What Can the Exposome Tell Us about How Breast Milk Prevents Childhood Leukemia?
It’s not always clear how a particular chemical came to be found in a newborn’s blood spot. What were its sources? However, one important source for many of the chemicals present is likely the diet of the mother during pregnancy. Moreover – because blood spots are typically collected a day or two after birth – the chemical contents of the blood spots can also reflect the newborn diet. By the time the spots are collected, infants would have typically received multiple feedings of either breast milk (colostrum) or formula. Breastfeeding (for a period of 6 months or more) has been linked to a lowered risk for childhood leukemia (a protective effect) by the Childhood Leukemia International Consortium (CLIC) – a group of researchers that pools data from 30+ case-control studies from around the world.
The existing literature – which linked breastfeeding to a lowered risk for childhood leukemia – and the new findings – which showed that linoleic acid and linolenic acid were higher in newborns who developed leukemia than in newborns who went on to have healthy childhoods – fit together like two puzzle pieces. Read CIRCLE’s article “Studies Show Breastfeeding Helps Prevent Childhood Leukemia” to learn more.

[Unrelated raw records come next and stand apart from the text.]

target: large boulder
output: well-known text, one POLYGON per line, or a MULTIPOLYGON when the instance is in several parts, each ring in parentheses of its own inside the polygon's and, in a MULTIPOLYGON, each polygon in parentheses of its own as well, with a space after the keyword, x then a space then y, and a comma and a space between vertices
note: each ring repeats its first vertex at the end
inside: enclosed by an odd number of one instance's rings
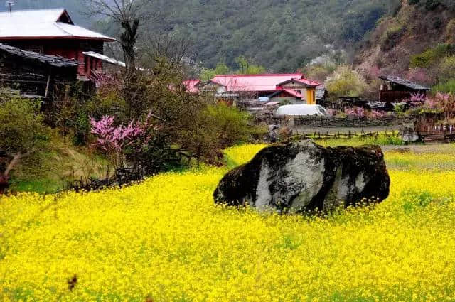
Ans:
POLYGON ((226 174, 216 203, 259 210, 329 211, 389 195, 390 179, 378 146, 324 148, 311 141, 272 145, 226 174))

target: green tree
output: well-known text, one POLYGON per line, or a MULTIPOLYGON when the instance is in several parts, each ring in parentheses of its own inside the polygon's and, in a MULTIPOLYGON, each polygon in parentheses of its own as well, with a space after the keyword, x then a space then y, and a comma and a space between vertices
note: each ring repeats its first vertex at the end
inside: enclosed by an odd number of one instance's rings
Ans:
POLYGON ((0 170, 0 194, 8 185, 10 173, 21 160, 48 146, 50 130, 38 112, 37 102, 14 95, 3 95, 0 98, 0 153, 4 164, 0 170))
POLYGON ((231 73, 230 68, 223 63, 217 64, 215 69, 204 69, 200 72, 200 78, 203 81, 208 81, 217 75, 229 75, 231 73))
POLYGON ((326 81, 329 93, 337 97, 358 97, 368 88, 362 75, 351 67, 338 67, 326 81))
POLYGON ((265 73, 265 68, 262 66, 255 65, 247 60, 243 55, 238 56, 235 58, 238 70, 236 73, 240 75, 259 75, 265 73))

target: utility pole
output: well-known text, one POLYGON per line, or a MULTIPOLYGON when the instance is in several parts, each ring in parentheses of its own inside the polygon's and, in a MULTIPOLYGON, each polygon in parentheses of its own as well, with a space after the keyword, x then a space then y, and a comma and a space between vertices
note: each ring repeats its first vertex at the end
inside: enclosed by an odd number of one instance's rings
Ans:
POLYGON ((14 0, 8 0, 5 4, 5 5, 8 6, 8 10, 9 11, 10 13, 11 12, 12 6, 14 6, 14 4, 15 4, 14 0))

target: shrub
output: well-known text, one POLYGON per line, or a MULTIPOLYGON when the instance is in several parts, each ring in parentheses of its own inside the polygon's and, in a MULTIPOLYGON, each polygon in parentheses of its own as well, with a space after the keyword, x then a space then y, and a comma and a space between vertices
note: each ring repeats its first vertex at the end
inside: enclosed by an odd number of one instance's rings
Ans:
POLYGON ((50 131, 38 113, 39 103, 18 96, 9 97, 0 102, 0 161, 5 163, 0 171, 0 194, 11 171, 24 158, 42 151, 50 139, 50 131))
POLYGON ((425 2, 425 9, 429 11, 433 11, 439 5, 441 5, 439 0, 427 0, 427 2, 425 2))
POLYGON ((440 58, 454 54, 455 48, 451 44, 439 44, 428 48, 422 53, 412 55, 410 59, 411 68, 424 68, 434 65, 440 58))
POLYGON ((181 144, 198 161, 205 158, 218 163, 223 149, 248 141, 260 132, 250 125, 250 119, 249 113, 225 104, 208 106, 199 112, 192 127, 181 132, 181 144))
POLYGON ((381 39, 381 50, 390 50, 395 47, 406 28, 402 26, 397 26, 389 28, 381 39))
POLYGON ((455 79, 437 85, 433 87, 433 92, 455 94, 455 79))
POLYGON ((347 65, 338 67, 328 77, 326 86, 334 96, 358 97, 368 88, 363 77, 347 65))

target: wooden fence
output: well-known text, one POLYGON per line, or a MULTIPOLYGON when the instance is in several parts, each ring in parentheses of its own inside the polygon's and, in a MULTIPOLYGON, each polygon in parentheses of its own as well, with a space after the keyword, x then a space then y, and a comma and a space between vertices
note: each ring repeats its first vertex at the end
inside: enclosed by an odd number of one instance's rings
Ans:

… studies published by CIRCLE and other investigators had found that infants who were fed breast milk (colostrum) had lower risks of ALL than babies on formula. After we detected the association between increased linoleic and linolenic acid levels and ALL risk, we scoured the literature and found that these molecules tend to be more abundant in formula than in colostrum. This suggests that early feeding with formula may increase ALL risk because it contains higher levels of linoleic and linolenic acids.
-Dr. Lauren Petrick
Interestingly, levels of metabolites found in our study were also correlated with the mother’s body mass index before pregnancy. Petrick and Rappaport are uncovering an intriguing web of connections between childhood leukemia and small lipid molecules related to newborn and maternal nutrition. This opens the door to hypotheses and follow-up studies that can validate the initial findings and pinpoint the underlying causal pathways. Identifying the causes of childhood leukemia will make it possible to intervene in ways that reduce the risks of this devastating disease.